${\left(\frac{\partial}{\partial x_j}\right)}_p = {\left(\frac{\partial}{\partial y_j}\right)}_p$ if $x_j = y_j$?

Question

Let $M$ be a (real) manifold and let $(U , \varphi)$ and $(U , \psi)$ be two charts on $M$ with $\varphi = (x_1 , \ldots , x_n)$ and $\psi = (y_1 , \ldots , y_n)$. If $j \in \{1 , \ldots , n\}$, $p \in U$ and $x_j = y_j$, is ${\left(\frac{\partial}{\partial x_j}\right)}_p = {\left(\frac{\partial}{\partial y_j}\right)}_p$ true? I think it should not be necessarily true, but I do not know how to show it.

Answer 1

No.

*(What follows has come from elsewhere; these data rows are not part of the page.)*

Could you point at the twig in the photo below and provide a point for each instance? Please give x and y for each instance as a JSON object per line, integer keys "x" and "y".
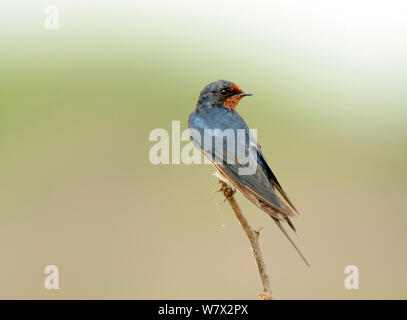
{"x": 253, "y": 236}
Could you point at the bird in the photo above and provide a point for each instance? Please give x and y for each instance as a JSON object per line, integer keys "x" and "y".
{"x": 215, "y": 113}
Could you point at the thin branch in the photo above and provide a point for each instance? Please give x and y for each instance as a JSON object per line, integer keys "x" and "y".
{"x": 253, "y": 236}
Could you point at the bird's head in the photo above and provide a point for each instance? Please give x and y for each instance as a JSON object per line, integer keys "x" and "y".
{"x": 221, "y": 93}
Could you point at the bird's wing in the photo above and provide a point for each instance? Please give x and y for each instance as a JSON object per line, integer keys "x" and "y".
{"x": 256, "y": 185}
{"x": 272, "y": 178}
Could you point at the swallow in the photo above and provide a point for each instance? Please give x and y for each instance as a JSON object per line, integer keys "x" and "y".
{"x": 215, "y": 112}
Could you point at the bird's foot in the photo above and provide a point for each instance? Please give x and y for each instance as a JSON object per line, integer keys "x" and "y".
{"x": 227, "y": 191}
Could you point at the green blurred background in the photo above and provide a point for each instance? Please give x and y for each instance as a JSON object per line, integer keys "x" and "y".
{"x": 77, "y": 189}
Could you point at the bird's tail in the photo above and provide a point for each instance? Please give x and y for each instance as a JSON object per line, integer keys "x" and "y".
{"x": 291, "y": 241}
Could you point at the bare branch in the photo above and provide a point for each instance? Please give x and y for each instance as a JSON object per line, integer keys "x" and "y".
{"x": 253, "y": 236}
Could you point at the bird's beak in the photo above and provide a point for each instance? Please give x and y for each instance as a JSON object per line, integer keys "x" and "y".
{"x": 245, "y": 94}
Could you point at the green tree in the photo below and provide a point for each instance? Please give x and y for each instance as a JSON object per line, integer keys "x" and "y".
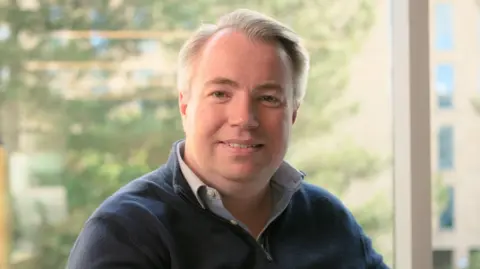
{"x": 104, "y": 147}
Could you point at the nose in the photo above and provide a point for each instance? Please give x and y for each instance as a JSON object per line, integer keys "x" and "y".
{"x": 243, "y": 112}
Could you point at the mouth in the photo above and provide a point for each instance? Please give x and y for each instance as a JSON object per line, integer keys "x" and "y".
{"x": 242, "y": 145}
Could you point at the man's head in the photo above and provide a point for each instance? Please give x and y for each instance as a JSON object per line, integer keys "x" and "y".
{"x": 240, "y": 84}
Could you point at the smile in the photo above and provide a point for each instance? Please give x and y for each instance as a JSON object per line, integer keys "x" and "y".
{"x": 243, "y": 146}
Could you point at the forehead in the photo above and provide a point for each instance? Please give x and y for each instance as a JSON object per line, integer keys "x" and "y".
{"x": 234, "y": 55}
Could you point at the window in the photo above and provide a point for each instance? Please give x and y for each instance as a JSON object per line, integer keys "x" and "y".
{"x": 148, "y": 46}
{"x": 98, "y": 42}
{"x": 142, "y": 17}
{"x": 442, "y": 259}
{"x": 98, "y": 19}
{"x": 444, "y": 85}
{"x": 4, "y": 32}
{"x": 443, "y": 26}
{"x": 447, "y": 217}
{"x": 142, "y": 77}
{"x": 55, "y": 13}
{"x": 445, "y": 148}
{"x": 99, "y": 81}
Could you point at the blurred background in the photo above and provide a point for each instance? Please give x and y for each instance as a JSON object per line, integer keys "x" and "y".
{"x": 88, "y": 103}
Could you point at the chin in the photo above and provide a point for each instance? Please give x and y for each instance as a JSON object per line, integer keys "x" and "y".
{"x": 240, "y": 173}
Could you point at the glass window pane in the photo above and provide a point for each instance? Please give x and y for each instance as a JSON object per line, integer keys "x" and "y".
{"x": 455, "y": 132}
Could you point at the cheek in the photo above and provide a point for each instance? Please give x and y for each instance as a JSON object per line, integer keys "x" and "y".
{"x": 207, "y": 120}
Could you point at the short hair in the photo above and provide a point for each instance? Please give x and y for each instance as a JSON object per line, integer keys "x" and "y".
{"x": 254, "y": 25}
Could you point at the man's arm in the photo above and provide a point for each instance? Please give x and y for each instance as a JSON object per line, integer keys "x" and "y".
{"x": 373, "y": 259}
{"x": 105, "y": 244}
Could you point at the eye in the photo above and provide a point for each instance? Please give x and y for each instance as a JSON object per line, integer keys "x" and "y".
{"x": 220, "y": 95}
{"x": 270, "y": 99}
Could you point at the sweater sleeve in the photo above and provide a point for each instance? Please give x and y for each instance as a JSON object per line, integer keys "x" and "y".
{"x": 105, "y": 244}
{"x": 373, "y": 259}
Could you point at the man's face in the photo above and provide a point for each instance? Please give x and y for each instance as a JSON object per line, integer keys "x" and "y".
{"x": 239, "y": 111}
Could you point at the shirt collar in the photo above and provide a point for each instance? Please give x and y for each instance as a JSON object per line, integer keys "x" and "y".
{"x": 286, "y": 177}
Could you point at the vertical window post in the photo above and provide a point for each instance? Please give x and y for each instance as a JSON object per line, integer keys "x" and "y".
{"x": 411, "y": 102}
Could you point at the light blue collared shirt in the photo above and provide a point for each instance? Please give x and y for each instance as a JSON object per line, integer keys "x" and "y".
{"x": 285, "y": 182}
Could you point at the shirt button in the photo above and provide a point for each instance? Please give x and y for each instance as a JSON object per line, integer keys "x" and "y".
{"x": 211, "y": 193}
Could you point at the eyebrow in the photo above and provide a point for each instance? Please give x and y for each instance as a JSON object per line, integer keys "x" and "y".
{"x": 221, "y": 81}
{"x": 269, "y": 85}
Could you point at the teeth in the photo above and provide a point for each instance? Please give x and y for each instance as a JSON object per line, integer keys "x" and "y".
{"x": 234, "y": 145}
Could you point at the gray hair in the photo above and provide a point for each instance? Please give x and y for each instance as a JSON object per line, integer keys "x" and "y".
{"x": 254, "y": 25}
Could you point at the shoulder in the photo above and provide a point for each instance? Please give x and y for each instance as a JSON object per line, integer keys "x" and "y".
{"x": 140, "y": 201}
{"x": 324, "y": 206}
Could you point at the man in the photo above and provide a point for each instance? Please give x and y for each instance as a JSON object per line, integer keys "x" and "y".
{"x": 226, "y": 198}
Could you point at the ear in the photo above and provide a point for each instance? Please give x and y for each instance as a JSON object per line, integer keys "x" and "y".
{"x": 294, "y": 115}
{"x": 182, "y": 104}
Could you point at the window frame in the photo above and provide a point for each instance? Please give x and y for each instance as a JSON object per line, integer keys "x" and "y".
{"x": 412, "y": 134}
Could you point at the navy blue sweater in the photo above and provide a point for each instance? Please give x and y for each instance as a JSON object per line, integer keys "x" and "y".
{"x": 155, "y": 222}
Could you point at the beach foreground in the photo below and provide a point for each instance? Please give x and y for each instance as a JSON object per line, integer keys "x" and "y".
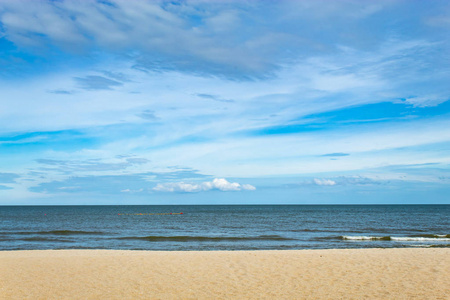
{"x": 314, "y": 274}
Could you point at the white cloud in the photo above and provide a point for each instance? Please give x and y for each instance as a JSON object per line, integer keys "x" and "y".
{"x": 324, "y": 181}
{"x": 217, "y": 184}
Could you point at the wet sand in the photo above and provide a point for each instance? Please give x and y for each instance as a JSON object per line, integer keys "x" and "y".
{"x": 301, "y": 274}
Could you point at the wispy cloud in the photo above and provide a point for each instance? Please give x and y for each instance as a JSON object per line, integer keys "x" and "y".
{"x": 93, "y": 82}
{"x": 326, "y": 182}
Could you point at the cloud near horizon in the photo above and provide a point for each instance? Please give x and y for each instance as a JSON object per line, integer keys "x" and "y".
{"x": 220, "y": 184}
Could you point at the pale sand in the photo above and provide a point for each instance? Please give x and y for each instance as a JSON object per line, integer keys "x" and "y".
{"x": 303, "y": 274}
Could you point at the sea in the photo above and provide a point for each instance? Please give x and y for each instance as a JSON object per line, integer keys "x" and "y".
{"x": 227, "y": 227}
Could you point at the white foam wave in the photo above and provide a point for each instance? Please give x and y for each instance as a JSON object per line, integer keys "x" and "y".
{"x": 419, "y": 239}
{"x": 438, "y": 238}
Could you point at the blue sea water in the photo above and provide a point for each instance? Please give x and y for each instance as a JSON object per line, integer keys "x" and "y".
{"x": 234, "y": 227}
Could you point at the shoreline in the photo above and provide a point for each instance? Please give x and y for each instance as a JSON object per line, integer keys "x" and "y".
{"x": 375, "y": 273}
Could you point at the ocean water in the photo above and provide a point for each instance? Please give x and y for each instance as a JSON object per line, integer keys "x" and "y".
{"x": 259, "y": 227}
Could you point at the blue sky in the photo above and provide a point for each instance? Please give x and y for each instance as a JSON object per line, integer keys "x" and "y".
{"x": 224, "y": 102}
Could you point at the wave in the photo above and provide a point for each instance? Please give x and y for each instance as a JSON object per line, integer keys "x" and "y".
{"x": 421, "y": 238}
{"x": 43, "y": 239}
{"x": 205, "y": 238}
{"x": 56, "y": 232}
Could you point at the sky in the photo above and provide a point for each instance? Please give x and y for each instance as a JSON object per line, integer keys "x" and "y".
{"x": 224, "y": 102}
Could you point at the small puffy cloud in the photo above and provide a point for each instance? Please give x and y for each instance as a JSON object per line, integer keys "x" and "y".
{"x": 4, "y": 187}
{"x": 132, "y": 191}
{"x": 324, "y": 181}
{"x": 8, "y": 177}
{"x": 338, "y": 154}
{"x": 220, "y": 184}
{"x": 148, "y": 115}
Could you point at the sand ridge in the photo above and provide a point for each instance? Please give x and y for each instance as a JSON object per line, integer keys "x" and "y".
{"x": 288, "y": 274}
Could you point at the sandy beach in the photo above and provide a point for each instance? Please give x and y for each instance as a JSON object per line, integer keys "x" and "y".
{"x": 300, "y": 274}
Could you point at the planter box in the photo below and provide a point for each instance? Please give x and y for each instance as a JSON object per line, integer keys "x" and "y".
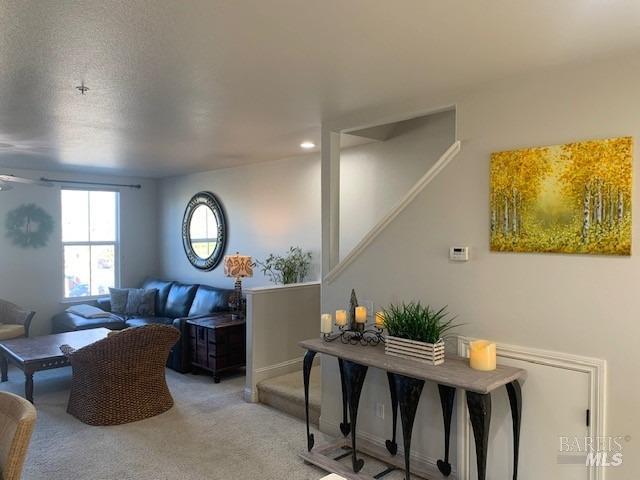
{"x": 431, "y": 353}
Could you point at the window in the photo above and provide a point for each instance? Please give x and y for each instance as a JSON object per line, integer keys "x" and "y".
{"x": 90, "y": 242}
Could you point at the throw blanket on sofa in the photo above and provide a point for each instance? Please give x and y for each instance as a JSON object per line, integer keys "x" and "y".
{"x": 89, "y": 311}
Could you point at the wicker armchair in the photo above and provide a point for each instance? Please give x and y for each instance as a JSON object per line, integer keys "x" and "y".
{"x": 121, "y": 378}
{"x": 14, "y": 321}
{"x": 17, "y": 419}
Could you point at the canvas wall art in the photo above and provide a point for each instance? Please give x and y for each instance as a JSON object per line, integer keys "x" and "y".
{"x": 572, "y": 198}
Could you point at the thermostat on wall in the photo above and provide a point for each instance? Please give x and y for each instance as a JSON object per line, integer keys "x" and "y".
{"x": 459, "y": 254}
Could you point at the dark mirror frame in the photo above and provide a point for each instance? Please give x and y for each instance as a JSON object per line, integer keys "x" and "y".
{"x": 208, "y": 199}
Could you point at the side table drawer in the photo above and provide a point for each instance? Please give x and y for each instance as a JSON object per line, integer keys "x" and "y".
{"x": 227, "y": 336}
{"x": 198, "y": 338}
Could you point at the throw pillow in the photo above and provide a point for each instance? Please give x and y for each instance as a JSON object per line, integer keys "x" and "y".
{"x": 119, "y": 297}
{"x": 142, "y": 302}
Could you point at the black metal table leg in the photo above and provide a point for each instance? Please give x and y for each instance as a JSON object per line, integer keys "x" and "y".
{"x": 515, "y": 399}
{"x": 392, "y": 445}
{"x": 447, "y": 398}
{"x": 345, "y": 426}
{"x": 408, "y": 392}
{"x": 480, "y": 412}
{"x": 354, "y": 375}
{"x": 306, "y": 372}
{"x": 4, "y": 367}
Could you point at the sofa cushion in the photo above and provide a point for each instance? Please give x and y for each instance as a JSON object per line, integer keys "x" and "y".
{"x": 163, "y": 288}
{"x": 210, "y": 300}
{"x": 119, "y": 297}
{"x": 140, "y": 321}
{"x": 179, "y": 300}
{"x": 68, "y": 322}
{"x": 142, "y": 302}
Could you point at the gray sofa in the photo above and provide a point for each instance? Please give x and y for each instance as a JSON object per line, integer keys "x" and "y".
{"x": 175, "y": 304}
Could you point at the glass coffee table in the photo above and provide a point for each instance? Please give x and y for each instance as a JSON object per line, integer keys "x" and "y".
{"x": 35, "y": 354}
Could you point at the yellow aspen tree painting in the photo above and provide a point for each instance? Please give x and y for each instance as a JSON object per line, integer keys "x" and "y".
{"x": 572, "y": 198}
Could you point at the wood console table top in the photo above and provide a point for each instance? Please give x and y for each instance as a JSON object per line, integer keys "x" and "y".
{"x": 454, "y": 372}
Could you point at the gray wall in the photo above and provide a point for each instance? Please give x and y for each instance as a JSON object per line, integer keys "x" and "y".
{"x": 373, "y": 177}
{"x": 585, "y": 305}
{"x": 34, "y": 278}
{"x": 271, "y": 206}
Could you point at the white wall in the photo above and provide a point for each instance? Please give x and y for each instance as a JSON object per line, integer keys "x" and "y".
{"x": 272, "y": 206}
{"x": 278, "y": 317}
{"x": 586, "y": 305}
{"x": 33, "y": 278}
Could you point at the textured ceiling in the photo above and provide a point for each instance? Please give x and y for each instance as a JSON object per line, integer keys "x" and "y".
{"x": 183, "y": 86}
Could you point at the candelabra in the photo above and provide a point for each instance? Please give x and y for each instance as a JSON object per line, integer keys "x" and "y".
{"x": 362, "y": 336}
{"x": 354, "y": 331}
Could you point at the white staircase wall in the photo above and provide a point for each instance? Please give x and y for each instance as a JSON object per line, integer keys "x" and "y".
{"x": 278, "y": 317}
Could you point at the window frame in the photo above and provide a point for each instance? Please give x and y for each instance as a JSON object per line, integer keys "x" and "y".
{"x": 89, "y": 243}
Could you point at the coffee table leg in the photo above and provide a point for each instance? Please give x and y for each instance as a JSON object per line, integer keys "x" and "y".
{"x": 28, "y": 386}
{"x": 4, "y": 368}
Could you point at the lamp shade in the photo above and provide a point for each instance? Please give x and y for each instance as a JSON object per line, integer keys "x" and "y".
{"x": 238, "y": 266}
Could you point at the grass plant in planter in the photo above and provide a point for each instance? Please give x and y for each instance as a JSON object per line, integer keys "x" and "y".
{"x": 417, "y": 332}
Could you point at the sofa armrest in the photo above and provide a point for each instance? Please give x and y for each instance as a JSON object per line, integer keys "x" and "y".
{"x": 104, "y": 304}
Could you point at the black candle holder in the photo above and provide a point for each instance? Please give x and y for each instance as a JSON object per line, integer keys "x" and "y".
{"x": 353, "y": 332}
{"x": 363, "y": 336}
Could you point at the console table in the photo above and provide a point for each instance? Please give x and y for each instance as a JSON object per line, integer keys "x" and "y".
{"x": 406, "y": 379}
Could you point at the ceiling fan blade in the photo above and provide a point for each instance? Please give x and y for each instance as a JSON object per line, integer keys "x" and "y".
{"x": 26, "y": 181}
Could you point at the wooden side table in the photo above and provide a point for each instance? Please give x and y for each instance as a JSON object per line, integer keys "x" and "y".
{"x": 217, "y": 343}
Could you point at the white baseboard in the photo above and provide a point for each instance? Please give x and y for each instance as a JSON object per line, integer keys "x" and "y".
{"x": 332, "y": 426}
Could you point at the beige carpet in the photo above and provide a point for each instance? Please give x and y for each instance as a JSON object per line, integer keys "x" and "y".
{"x": 211, "y": 433}
{"x": 286, "y": 393}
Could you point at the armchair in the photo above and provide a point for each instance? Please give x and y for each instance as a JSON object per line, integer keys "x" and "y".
{"x": 121, "y": 378}
{"x": 14, "y": 321}
{"x": 18, "y": 418}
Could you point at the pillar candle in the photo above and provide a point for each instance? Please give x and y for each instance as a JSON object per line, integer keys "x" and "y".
{"x": 482, "y": 355}
{"x": 326, "y": 323}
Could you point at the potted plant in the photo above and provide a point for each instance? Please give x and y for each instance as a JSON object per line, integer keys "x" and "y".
{"x": 417, "y": 332}
{"x": 292, "y": 268}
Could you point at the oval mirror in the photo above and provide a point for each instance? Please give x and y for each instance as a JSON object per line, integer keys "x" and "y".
{"x": 204, "y": 231}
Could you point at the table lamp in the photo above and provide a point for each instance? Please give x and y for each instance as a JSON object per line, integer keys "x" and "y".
{"x": 238, "y": 266}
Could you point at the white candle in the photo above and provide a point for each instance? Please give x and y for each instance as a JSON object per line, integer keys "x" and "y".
{"x": 482, "y": 355}
{"x": 326, "y": 322}
{"x": 341, "y": 318}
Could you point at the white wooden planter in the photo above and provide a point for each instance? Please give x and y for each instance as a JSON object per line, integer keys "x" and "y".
{"x": 431, "y": 353}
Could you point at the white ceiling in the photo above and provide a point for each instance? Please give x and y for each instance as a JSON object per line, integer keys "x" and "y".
{"x": 182, "y": 86}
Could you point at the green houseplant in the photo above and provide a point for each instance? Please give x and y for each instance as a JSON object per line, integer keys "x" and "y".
{"x": 417, "y": 331}
{"x": 291, "y": 268}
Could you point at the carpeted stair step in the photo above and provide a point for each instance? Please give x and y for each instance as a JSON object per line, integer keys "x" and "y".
{"x": 286, "y": 393}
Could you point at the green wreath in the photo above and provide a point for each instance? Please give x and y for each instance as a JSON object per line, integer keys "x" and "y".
{"x": 29, "y": 226}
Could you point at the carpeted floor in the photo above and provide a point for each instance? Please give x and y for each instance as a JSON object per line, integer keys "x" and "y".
{"x": 210, "y": 433}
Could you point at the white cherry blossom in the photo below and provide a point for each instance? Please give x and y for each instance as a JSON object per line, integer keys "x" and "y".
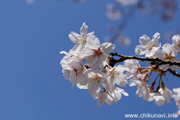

Partial derivative $\frac{\partial f}{\partial x_j}$ depends not only on $x_j$ but the other variables as well.

Example.
Let's do change of variables from $(x_1,x_2)$ to $(y_1,y_2)$ like this: $$ x_1 = y_1+y_2, \\ x_2 = y_2, $$ or in reverse $$ y_1 = x_1-x_2, \\ y_2 = x_2. $$ So if your function is $f(x_1,x_2) = x_1$, which is the same function as $f(y_1,y_2) = y_1+y_2$, then we get $$ \frac{\partial f}{\partial x_2} = 0, \\ \frac{\partial f}{\partial y_2} = 1. $$ despite the fact that $x_2 = y_2$.